Abstract LB-294: Development and characterization of novel orally available hypoxia-inducible factor (HIF) signaling inhibitors as dual-mechanism cancer therapeutics

Abstract

Abstract The HIF signaling pathway is a crucial way in which tumors can circumvent the constraints of regions of low oxygen (hypoxia) to induce angiogenesis and maintain proliferation. The oxygen regulated subunit of the transcription factor hypoxia-inducible factor 1 (HIF1), HIF1αlpha, is a positive factor in tumor growth and its expression has been correlated with poor patient prognosis in a number of settings. We here present in vitro and in vivo data for a novel series of orally available small-molecule HIF signaling modulators that show nanomolar inhibition of the HIF signaling pathway in addition to potent anti-proliferative activity against a large number of cell lines derived from solid and blood tumors (EC50 in the range 1-100nM). Phenotypically, the compounds elicit an initial G2/M arrest, followed by the induction of caspase-3/7 and the onset of apoptosis. The in vitro results also translate into in vivo animal models. The lead compounds from the series show efficacy in tumor xenograft mouse models, with dose-dependent tumor growth inhibition of 60-70% after oral dosing (MDA-MB-231 xenograft). Structural optimisation has additionally allowed us to improve the PK and physicochemical characteristics of the compounds, with a lead candidate currently in formal pre-clinical development with the aim of entering a Phase 1 clinical trial in multiple myeloma at the end of 2010. In conclusion, we believe that the development towards clinical Proof-of-Concept of this new class of dual-mechanism inhibitors of HIF signaling and cell proliferation presents a promising new option for cancer therapeutics.

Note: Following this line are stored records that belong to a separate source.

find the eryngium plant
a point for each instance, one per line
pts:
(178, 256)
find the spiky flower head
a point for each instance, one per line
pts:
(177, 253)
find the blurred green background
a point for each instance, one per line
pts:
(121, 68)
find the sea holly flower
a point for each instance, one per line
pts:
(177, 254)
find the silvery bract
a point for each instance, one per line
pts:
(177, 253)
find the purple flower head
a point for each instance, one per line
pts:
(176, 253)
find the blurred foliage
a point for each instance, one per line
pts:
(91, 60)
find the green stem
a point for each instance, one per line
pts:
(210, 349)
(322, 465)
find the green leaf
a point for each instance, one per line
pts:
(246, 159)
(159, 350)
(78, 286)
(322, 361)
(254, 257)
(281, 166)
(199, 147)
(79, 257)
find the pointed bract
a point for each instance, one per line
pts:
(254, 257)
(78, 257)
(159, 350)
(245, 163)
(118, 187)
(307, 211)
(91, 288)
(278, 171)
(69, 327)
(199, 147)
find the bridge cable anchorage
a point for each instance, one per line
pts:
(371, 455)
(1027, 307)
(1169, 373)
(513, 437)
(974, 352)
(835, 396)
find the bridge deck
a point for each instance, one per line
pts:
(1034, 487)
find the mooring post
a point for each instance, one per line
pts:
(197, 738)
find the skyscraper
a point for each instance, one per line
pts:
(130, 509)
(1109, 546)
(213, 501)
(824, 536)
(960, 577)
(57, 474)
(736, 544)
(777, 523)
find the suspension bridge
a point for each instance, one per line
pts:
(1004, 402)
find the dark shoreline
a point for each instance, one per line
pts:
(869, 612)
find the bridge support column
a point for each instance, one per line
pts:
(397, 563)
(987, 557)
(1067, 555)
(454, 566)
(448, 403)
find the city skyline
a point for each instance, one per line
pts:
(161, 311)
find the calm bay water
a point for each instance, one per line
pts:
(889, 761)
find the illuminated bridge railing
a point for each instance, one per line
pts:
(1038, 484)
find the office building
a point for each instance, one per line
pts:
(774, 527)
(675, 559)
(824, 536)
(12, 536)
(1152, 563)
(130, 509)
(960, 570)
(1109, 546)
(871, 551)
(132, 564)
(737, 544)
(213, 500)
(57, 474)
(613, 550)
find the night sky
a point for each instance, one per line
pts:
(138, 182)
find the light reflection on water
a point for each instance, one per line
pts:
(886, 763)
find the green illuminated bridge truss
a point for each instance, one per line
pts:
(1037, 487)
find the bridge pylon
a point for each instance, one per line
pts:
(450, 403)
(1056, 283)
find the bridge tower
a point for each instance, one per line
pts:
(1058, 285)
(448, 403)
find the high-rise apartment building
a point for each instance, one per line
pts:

Note: This abstract was not presented at the AACR 101st Annual Meeting 2010 because the presenter was unable to attend. Citation Format: {Authors}. {Abstract title} [abstract]. In: Proceedings of the 101st Annual Meeting of the American Association for Cancer Research; 2010 Apr 17-21; Washington, DC. Philadelphia (PA): AACR; Cancer Res 2010;70(8 Suppl):Abstract nr LB-294.